By that time, the New Zealand media were taking note. His life as an artist in Paris and in the country house of French fashion designer Frédéric Castet appeared glamorous and exotic. Although privately he worried about finding a decent place to live, in print the tall, angular expat was the poster boy, writes Cahill, “for successful expatriate painting”.
In 1967, a sponsored lecture tour filled seats around the country, but an exhibition at the John Leech Gallery received mixed reactions. Herald critic TJ McNamara applauded the combination of taste, elegance and colour sense, but his Auckland Star counterpart described it as “bad art – painted in a tasteful manner”.
His “manner” was hard to pin down. Defying critical expectations, he refused to follow any one school, moving from oil to watercolour to acrylic; from expressive cityscapes and portraits to abstract interiors and illustrative line drawings. “I have no style,” he said in an undated interview, “and have often been criticised for this. Latterly, instead of quarrelling with me, people remark on my diversity, which is such a beautiful word.”
In 1968, he met Patrick André Stéphane, who was nine years younger and born on Guadeloupe, a poor Caribbean island. Their relationship, since recognised in a civil union, has remained strong.
But his ties to his homeland remain unbroken. As well as the European landscapes and city scenes, his work continued to feature the landscapes and coastlines of home. In a 1991 portrait of MacDiarmid by Jacqueline Fahey, he has two faces, one looking forward, the other back. It’s inscribed: “He had to leave the country to understand what he had left.”

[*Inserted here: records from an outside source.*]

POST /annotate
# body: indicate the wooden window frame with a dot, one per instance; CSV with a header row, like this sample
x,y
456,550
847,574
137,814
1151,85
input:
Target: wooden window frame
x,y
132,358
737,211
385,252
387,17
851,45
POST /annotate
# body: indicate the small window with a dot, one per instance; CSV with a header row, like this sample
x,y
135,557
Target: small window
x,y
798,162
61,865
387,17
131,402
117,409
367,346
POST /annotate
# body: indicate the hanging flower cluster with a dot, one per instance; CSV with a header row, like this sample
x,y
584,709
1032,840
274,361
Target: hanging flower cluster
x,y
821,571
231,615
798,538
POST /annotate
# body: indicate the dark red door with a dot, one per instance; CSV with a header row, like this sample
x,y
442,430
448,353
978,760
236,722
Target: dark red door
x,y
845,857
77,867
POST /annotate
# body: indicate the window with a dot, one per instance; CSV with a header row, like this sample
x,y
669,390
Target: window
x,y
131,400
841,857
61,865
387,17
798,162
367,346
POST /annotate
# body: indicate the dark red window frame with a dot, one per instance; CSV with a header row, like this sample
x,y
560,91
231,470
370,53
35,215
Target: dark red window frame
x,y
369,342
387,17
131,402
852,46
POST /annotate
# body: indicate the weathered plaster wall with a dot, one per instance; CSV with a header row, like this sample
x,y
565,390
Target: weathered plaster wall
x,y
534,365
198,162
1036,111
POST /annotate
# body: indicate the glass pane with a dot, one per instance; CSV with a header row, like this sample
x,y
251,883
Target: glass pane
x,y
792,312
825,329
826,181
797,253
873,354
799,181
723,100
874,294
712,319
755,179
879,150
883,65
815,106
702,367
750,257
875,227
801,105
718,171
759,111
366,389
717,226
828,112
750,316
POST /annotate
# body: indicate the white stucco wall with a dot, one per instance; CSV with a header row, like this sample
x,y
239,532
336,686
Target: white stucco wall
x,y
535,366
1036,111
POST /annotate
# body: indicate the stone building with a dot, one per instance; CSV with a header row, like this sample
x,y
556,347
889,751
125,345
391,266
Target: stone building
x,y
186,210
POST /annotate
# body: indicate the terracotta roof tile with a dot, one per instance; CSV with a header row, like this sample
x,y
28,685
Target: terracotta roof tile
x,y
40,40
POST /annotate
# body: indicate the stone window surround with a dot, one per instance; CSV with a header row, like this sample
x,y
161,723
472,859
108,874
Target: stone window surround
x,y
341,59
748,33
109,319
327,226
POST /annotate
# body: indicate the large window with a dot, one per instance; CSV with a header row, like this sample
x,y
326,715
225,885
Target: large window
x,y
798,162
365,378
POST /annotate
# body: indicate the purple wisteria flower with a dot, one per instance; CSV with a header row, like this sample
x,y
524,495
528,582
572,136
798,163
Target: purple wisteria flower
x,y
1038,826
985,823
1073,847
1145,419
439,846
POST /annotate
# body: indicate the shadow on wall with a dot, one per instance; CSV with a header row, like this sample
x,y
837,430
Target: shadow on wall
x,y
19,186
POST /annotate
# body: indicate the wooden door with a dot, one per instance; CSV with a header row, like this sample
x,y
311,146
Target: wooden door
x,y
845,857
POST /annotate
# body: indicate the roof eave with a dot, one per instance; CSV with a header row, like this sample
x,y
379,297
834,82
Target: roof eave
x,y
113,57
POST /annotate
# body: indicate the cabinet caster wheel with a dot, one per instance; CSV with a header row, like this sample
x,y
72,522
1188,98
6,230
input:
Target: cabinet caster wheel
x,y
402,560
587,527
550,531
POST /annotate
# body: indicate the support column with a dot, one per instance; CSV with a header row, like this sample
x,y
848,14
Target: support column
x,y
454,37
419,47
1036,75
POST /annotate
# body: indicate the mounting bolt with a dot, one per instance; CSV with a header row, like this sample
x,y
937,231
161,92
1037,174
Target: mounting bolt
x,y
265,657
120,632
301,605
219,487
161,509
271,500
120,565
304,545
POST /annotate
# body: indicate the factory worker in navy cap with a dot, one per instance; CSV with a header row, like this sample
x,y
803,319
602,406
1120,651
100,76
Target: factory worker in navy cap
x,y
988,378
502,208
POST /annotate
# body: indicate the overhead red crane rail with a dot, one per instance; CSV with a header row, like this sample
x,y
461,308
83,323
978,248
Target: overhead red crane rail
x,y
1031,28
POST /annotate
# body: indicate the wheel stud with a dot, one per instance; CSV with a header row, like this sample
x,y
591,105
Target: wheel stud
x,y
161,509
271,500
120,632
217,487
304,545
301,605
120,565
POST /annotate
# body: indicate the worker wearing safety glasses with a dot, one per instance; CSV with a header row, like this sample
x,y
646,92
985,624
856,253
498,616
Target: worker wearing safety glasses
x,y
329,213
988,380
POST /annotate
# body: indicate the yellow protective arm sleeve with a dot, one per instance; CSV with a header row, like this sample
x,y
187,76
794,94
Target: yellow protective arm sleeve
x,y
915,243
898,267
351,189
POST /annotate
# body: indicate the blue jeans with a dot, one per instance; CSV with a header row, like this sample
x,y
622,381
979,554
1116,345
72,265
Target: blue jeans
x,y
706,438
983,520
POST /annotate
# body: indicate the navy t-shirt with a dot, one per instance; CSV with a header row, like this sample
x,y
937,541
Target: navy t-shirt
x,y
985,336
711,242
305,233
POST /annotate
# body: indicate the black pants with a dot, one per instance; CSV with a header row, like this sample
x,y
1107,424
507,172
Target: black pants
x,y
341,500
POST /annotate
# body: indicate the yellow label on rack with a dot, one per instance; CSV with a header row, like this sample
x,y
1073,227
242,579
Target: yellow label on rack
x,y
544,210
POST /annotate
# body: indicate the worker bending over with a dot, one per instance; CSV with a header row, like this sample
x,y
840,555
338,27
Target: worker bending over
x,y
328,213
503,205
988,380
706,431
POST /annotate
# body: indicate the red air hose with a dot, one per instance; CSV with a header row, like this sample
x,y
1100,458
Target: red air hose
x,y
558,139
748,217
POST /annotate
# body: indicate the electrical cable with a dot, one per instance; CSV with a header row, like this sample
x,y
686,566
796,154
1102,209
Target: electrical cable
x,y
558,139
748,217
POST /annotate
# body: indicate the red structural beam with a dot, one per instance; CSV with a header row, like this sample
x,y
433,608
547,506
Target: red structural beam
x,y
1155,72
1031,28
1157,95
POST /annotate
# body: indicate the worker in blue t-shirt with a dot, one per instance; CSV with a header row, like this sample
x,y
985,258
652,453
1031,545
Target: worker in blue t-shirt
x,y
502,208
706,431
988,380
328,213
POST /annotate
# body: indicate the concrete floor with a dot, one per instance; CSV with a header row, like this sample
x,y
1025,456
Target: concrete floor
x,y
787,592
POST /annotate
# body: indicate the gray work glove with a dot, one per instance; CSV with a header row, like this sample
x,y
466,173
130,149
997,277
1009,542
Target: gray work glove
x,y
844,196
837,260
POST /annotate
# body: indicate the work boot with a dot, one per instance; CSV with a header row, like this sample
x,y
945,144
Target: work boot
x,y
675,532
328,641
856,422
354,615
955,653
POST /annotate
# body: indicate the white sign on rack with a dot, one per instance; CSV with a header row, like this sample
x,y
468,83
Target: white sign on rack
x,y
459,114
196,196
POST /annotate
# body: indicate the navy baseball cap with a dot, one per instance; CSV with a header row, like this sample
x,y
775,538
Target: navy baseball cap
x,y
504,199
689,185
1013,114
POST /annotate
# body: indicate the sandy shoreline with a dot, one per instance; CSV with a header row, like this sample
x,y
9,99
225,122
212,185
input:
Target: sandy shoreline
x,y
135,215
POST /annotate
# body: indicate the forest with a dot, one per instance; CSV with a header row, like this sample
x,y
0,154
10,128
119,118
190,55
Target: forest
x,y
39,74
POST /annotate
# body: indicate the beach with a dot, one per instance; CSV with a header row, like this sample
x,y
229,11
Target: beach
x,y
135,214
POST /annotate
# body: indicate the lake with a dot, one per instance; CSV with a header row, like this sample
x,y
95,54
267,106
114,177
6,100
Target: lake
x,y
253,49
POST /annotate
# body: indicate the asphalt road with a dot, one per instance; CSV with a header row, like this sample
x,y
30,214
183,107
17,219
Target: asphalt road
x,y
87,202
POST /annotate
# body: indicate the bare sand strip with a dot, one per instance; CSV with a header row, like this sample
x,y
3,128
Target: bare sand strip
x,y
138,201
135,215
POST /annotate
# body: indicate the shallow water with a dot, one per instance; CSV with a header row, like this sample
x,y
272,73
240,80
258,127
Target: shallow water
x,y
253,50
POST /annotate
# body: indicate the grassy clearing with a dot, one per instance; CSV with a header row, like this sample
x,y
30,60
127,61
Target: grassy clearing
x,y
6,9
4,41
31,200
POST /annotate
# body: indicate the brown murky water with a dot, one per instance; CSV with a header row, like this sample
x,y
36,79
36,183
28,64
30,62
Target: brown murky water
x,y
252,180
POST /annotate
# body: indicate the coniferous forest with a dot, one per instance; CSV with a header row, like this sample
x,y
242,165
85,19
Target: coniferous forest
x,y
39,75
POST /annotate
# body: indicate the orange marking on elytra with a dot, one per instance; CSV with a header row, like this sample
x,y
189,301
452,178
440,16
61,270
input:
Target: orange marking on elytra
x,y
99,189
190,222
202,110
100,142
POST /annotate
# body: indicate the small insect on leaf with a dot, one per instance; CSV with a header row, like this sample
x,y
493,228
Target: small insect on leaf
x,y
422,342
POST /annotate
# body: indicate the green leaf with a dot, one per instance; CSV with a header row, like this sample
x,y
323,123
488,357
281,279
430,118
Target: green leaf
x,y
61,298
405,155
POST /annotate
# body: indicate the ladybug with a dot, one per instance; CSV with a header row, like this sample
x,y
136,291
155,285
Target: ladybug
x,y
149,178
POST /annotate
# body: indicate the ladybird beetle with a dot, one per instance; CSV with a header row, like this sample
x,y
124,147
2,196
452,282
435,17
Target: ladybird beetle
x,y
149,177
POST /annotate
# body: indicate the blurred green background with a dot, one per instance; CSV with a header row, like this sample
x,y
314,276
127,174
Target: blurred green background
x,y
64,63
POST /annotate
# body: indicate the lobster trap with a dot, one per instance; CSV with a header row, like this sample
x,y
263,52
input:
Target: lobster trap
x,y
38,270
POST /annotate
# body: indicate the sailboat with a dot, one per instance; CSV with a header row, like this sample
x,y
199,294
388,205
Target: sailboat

“The New Zealand landscapes of my youth,” he says through an email intermediary, “are now clearer than Paris and France, ever more dim and confused since I can no longer get out to renew.” I n 2011, he organised a fundraising exhibition for the Christchurch Earthquake Appeal. In 2017, the Gus Fisher Gallery hosted a one-man show of works owned by the University of Auckland. Last year, too, a selection of his drawings appeared in CK Stead’s book of verse In the mirror and dancing.
As Gregory O’Brien wrote, “There’s a Mediterranean feeling to Douglas’ work – as to Karl’s: an Horatian love of the everyday, an embrace of the physical world, and a trembling awareness of the life (and also the death) of the body. Despite the combined age of the book’s contributors … there is something irresistibly youthful about the work of both.”
MacDiarmid’s voice is now fading. His last painting, a portrait of close friend Bridget Gee, was completed in December 2014. Since then, he has focused on this book, unravelling the people, places and art practices that have kept him moored to two worlds.
In a 2006 documentary on his work, A Stranger Everywhere, MacDiarmid tries to explain his identity. “I’m not completely French,” he muses, “and never will be. I can never forget I am a New Zealander, but I quite often forget I am not French.” COLOURS OF A LIFE: THE LIFE AND TIMES OF DOUGLAS MACDIARMID, by Anna Cahill (Mary Egan Publishing, $80)
“MacDiarmid is one New Zealand painter whose vision is not restricted to the patterns of flaxbush or fern.”